PROLOGUE
THE cold porcelain of the bathroom sink pressed against Alexandra Dupree’s forehead as she leaned against it, her stomach still heaving from its third early-morning upset in as many days. She dragged air into lungs starved by the unpleasant moments spent bent over the sink. After a minute of doing nothing but breathe, she tentatively brought her body erect. A small twinge of nausea hit her, but she was able to control it. Okay, as unpleasant as this new early morning ritual had become, she had something even less pleasant to perform. She stared at the small white stick with all the wariness she would feel for a snake found curled around the base of the commode. Dimitri had been fanatical about using birth control. So she’d convinced herself one late period didn’t mean anything, until she woke up heaving three days ago. At first she’d thought she had the flu, sure there could be no possibility she was pregnant even though the condom had broken a month ago. Her menses had come right on time a week later. She still didn’t understand how this could be possible, but she had too many symptoms to deny. Her breasts were tender. She was tired all the time. She’d cried when Dimitri told her he had to spend more time in Greece and wouldn’t be returning to their Paris apartment for several days. She never cried. She forced herself to do what was necessary for the pregnancy test. Ten minutes later the world went white around the edges as she stared at the blue line confirming she carried the child of Dimitrius Petronides. Dimitri clenched his fists, refusing to give vent to his frustration.

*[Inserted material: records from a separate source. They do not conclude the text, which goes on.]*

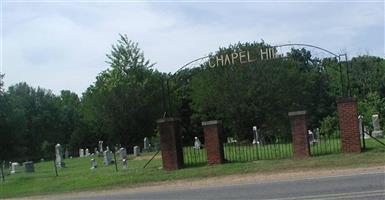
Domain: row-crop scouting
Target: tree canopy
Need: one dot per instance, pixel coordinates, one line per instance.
(121, 107)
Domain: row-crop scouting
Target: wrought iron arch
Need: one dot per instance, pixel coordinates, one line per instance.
(345, 91)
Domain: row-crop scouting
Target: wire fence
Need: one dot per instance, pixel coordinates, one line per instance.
(267, 149)
(325, 144)
(193, 156)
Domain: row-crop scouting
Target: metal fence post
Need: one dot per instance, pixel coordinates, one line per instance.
(2, 171)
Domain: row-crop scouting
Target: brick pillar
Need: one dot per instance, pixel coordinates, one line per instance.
(348, 119)
(213, 132)
(298, 122)
(171, 143)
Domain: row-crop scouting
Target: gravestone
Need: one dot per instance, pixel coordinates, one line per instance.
(59, 156)
(13, 167)
(66, 154)
(316, 135)
(255, 135)
(107, 155)
(122, 153)
(146, 144)
(96, 152)
(377, 132)
(101, 146)
(29, 167)
(197, 143)
(363, 130)
(94, 164)
(310, 137)
(81, 153)
(231, 140)
(87, 153)
(136, 151)
(125, 165)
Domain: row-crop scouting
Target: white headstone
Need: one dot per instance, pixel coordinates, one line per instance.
(107, 155)
(136, 151)
(197, 143)
(316, 135)
(87, 153)
(122, 153)
(81, 152)
(146, 144)
(101, 146)
(29, 167)
(125, 165)
(66, 154)
(96, 152)
(13, 167)
(255, 135)
(94, 164)
(377, 132)
(59, 156)
(310, 136)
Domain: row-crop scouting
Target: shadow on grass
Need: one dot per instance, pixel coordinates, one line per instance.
(194, 165)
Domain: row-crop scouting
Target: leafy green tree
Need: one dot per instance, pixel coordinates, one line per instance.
(125, 101)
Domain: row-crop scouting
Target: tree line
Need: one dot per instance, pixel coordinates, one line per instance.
(123, 104)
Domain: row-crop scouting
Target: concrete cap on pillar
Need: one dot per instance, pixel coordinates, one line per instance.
(165, 120)
(346, 99)
(297, 113)
(213, 122)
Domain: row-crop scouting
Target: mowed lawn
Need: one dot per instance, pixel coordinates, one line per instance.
(77, 176)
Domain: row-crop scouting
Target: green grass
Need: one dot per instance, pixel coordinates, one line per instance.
(78, 177)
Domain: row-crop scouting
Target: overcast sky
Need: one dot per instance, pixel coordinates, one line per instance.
(62, 45)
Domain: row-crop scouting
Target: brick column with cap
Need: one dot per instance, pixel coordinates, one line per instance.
(171, 143)
(349, 128)
(298, 120)
(213, 133)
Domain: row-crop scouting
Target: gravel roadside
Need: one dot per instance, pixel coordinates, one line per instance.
(216, 181)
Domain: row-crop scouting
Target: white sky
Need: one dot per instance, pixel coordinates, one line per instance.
(62, 44)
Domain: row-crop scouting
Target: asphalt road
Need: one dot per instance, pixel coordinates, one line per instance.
(362, 186)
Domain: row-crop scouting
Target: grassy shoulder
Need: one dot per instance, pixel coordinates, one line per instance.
(78, 177)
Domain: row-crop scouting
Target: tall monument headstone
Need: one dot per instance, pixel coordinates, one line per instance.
(377, 132)
(146, 144)
(101, 146)
(59, 156)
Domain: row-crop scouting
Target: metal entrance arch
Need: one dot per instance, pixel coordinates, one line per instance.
(269, 148)
(198, 62)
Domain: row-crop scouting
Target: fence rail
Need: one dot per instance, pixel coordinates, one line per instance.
(194, 156)
(325, 144)
(238, 152)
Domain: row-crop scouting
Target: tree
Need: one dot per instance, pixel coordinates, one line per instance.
(125, 101)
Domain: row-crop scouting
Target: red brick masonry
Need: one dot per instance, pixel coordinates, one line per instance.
(171, 143)
(213, 132)
(348, 119)
(298, 121)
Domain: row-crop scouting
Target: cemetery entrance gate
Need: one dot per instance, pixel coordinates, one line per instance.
(264, 145)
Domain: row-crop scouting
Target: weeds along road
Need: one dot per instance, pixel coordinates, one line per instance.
(361, 186)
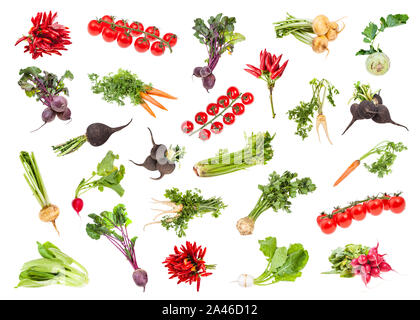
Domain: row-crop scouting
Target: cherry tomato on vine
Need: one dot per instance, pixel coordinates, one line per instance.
(107, 19)
(141, 44)
(233, 93)
(375, 207)
(229, 118)
(187, 127)
(121, 23)
(397, 204)
(158, 48)
(109, 35)
(201, 118)
(358, 212)
(247, 98)
(212, 109)
(386, 202)
(124, 40)
(320, 218)
(204, 134)
(152, 30)
(238, 109)
(223, 101)
(137, 26)
(171, 38)
(344, 219)
(328, 226)
(216, 127)
(94, 28)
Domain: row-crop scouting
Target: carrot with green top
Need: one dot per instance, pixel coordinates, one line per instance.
(382, 166)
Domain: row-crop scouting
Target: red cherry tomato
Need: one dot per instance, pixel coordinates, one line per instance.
(137, 26)
(204, 134)
(158, 48)
(121, 23)
(233, 93)
(152, 30)
(375, 207)
(124, 40)
(212, 109)
(397, 204)
(320, 218)
(247, 98)
(229, 118)
(109, 35)
(107, 19)
(358, 212)
(187, 127)
(238, 109)
(216, 127)
(344, 219)
(141, 44)
(328, 226)
(171, 38)
(223, 101)
(94, 28)
(201, 118)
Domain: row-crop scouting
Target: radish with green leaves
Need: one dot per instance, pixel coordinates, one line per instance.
(96, 134)
(107, 176)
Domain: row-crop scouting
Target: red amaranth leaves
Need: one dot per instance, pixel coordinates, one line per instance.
(187, 264)
(46, 36)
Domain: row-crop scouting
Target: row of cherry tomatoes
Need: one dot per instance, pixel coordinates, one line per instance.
(328, 223)
(219, 109)
(124, 33)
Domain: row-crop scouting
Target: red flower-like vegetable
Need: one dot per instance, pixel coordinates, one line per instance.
(187, 264)
(46, 36)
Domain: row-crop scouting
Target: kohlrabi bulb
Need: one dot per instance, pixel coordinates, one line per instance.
(378, 63)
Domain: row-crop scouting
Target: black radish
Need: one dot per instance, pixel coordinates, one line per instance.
(96, 134)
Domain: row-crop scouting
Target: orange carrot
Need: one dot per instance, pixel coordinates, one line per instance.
(349, 170)
(148, 98)
(159, 93)
(146, 106)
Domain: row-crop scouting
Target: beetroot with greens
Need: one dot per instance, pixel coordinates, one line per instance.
(47, 88)
(218, 35)
(113, 226)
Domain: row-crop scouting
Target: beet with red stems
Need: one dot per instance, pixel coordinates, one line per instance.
(96, 134)
(383, 116)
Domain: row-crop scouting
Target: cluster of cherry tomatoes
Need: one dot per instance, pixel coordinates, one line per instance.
(345, 216)
(216, 110)
(124, 33)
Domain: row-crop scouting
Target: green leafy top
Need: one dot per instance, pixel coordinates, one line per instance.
(55, 267)
(341, 259)
(362, 92)
(119, 86)
(43, 86)
(284, 264)
(113, 226)
(110, 177)
(387, 151)
(218, 35)
(193, 205)
(372, 31)
(304, 112)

“You know it is time. You are thirty, heh? You need a wife, some babies, a home.” The older man’s gray head tilted arrogantly, while he fixed Dimitri with a look that said he would argue this to the ground.
Dimitri had no desire to argue anything with his grandfather. He had barely survived a heart attack five days ago. Dimitri smiled. “I’m hardly in my dotage, Grandfather.” The man who had raised Dimitri and his brother since their parents’ deaths snorted. “Don’t try to get around me with your charm. It won’t work. You’re my heir and I need to go to my grave knowing you will do your duty by the Petronides name.” Dimitri’s heart contracted. “You are not going to die.” His grandfather shrugged. “Who of us is to say when we will die? But I’m old, Dimitrius. My heart is not as strong as it once was. Is it so much to ask you marry Phoebe now? Why put it off? She’s a sweet girl. She’ll make you a proper Greek wife. She’ll give you Petronides babies.” Eyes sliding shut, the older man breathed shallowly as if his short speech had taken more out of his weakened physical state than he had to give. Dimitri wanted to do something, but he was powerless. His grandfather’s doctors wanted the old man to have heart surgery, but he had refused to discuss it. “Why won’t you have the by-pass operation your doctor is recommending?” “Why won’t you marry?” the old man countered. “Perhaps if I had great-grandchildren to look forward to, the pain of such an operation would be worth going through.” Dimitri felt the blood drain from his face. “Are you saying you won’t have the operation if I don’t marry Phoebe Leonides?” Dark blue eyes, so much like his own, opened to stare at Dimitri with all the stubbornness a Petronides male had to bear. “Yes.”
CHAPTER ONE
ALEXANDRA nervously smoothed the kerchief style silk halter-top over the nonexistent bump where her baby rested under her heart. The unaccustomed warmth of late spring had allowed her to wear the sexy outfit to boost her flagging morale. She turned to the side and surveyed herself in the full-length mirror in her bedroom. Her willowy body encased in the champagne silk hip-hugging pants and sexy halter looked no different than it had when Dimitri had left for Greece. The week-old knowledge that she was pregnant with his child might show in her wary hazel eyes, tinted sultry green by colored contacts, but it had not yet affected the shape of her body. She adjusted the gold chain belt resting low on her hips and the multiple thin bangles she wore on her wrist tinkled like small bells as they clinked together. Then in a nervous gesture, she pulled another curling strand of her hair down to frame the soft angles of her face. Curled and professionally bleached so many shades, it looked like rippling sunlight when she let it down, her hair was a Xandra trademark. Only right now, she didn’t feel like Xandra Fortune, popular model and lover to Greek Tycoon, Dimitrius Petronides. She felt like Alexandra Dupree, daughter of an old New Orleans family, convent educated and shocked to be unmarried and pregnant with her lover’s child. “You look beautiful, pethi mou.” Alexandra spun away from the mirror. Dimitri stood in the door, masculine appreciation burning in his startling blue eyes. For a moment she forgot her condition. Forgot the many truths she needed to tell him. Forgot her fears. Forgot everything but how much she had missed this man over the past three weeks.